Despite all this, three recent developments in Ethiopia are worth examining as they appear to play key roles in digitizing the Ethiopian economy. One such important development is the initiative to expand the telecom service with private-actors’ involvement. Months have passed since we started hearing about the expression of interest by private(foreign) Telecom service providers .Given Ethiopia’s rising population with high demand for goods and services in one hand and the crawling telecom sector on the other (in a recent report, Ethiopia ranks 170th out of 176 in ICT development index) on the other hand, it is fair to say the state of ICT needs to be transformed. Improved accessibility, higher service quality and efficiency in the ICT sector are needed badly. As the world’s economies are busy migrating the old structure in to the internet world, Ethiopia must align and realign itself with digital currents of our time- for we are living in a watershed era as far as digitization is concerned(My opinion, here, should not be taken as a call to privatize Ethio-telecom. That is not my intention, at least for now. What I am trying to emphasis is that we need more than one telecom service providers. That way the consumer gets a choice, and competition and efficiency follow naturally.).

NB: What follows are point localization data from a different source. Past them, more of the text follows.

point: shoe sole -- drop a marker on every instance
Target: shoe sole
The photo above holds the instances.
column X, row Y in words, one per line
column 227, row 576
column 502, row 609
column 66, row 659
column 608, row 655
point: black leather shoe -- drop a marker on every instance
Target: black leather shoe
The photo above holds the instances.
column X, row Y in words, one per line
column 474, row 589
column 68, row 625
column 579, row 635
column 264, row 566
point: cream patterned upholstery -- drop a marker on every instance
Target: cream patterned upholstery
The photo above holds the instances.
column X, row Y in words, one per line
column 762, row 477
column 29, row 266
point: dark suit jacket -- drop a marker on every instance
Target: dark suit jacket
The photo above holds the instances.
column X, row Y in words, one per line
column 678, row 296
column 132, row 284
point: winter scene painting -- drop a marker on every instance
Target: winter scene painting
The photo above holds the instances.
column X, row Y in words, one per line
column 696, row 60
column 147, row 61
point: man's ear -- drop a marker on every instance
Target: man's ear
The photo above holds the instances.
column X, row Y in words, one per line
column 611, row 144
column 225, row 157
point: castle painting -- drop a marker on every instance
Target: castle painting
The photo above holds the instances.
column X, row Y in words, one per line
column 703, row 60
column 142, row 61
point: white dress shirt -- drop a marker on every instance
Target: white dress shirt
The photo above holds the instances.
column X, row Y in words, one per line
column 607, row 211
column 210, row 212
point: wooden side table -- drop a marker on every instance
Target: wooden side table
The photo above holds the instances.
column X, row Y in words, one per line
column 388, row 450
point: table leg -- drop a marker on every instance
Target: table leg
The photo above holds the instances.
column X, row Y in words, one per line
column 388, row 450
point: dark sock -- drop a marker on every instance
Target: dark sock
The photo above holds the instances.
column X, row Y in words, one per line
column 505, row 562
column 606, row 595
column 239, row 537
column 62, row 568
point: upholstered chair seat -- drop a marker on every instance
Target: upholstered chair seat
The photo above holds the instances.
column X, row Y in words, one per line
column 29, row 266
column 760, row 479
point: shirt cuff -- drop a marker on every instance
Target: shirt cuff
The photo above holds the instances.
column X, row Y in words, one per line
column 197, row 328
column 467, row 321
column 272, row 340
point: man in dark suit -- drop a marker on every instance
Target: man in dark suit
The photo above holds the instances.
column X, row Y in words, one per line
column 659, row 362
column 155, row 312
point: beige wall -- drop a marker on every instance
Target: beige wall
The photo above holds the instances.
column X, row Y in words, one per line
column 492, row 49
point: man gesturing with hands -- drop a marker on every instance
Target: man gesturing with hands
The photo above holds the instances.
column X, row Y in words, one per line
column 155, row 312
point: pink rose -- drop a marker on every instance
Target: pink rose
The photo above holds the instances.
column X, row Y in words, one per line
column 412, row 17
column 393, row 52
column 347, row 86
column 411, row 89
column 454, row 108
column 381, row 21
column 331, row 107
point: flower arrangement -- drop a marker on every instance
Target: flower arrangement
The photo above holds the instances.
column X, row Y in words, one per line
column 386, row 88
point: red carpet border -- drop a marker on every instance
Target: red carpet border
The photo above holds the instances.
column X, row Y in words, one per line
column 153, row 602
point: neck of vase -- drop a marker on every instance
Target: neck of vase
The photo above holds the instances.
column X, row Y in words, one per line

The second important development is the National Bank of Ethiopia’s new regulation to limit cash withdrawal from banks. When this news came out I was wondering the appropriateness of limiting cash flow in an already pandemic hit economy. You know, people are less mobile, means, transactions go down. A closer examination shows that it doesn’t affect transactions for the low income households/businesses (200,000 ETB per day is big money). And for medium and big businesses they are already in to the business of non-cash economy-They use CPOs, Checks and other non-cash banking services. Hence, NBE’s action is more likely to enhance the amount of money circulating through the banking system. And by denying large amount of cash withdrawal it ensures no cash is buried under mattress-the whole cash in the economy will flow in the formal channel. This reduces liquidity problems by banks. A related benefit is that people will switch to cashless transaction which is likely to reduce the transmission of diseases including corona. Forced digital transaction, adequate liquidity in the banking system, less theft and corruption are immediate benefits of such measures by NBE (with appropriate cyber security)
The third and my last point on why the Ethiopian economy is ready to embark on digital journey is the new proclamation approved by the parliament to introduce e-payment. This is a good news! By establishing the digital frame work, defining the rules of the game, this newly introduced e-transaction bill will serve as an appetizer for large scale leap to transform businesses, commerce, and public services in to the new economy. The future is in the internet. Any business that hesitates to immerse itself in to this new vibrant world, will be left to the vagaries of the past physical world. In a time when data are the central ingredient in production of goods and services, and when the data is stored and manipulated on the internet, survival of the digitized and destruction of old business models is natural course of a socioeconomic evolution.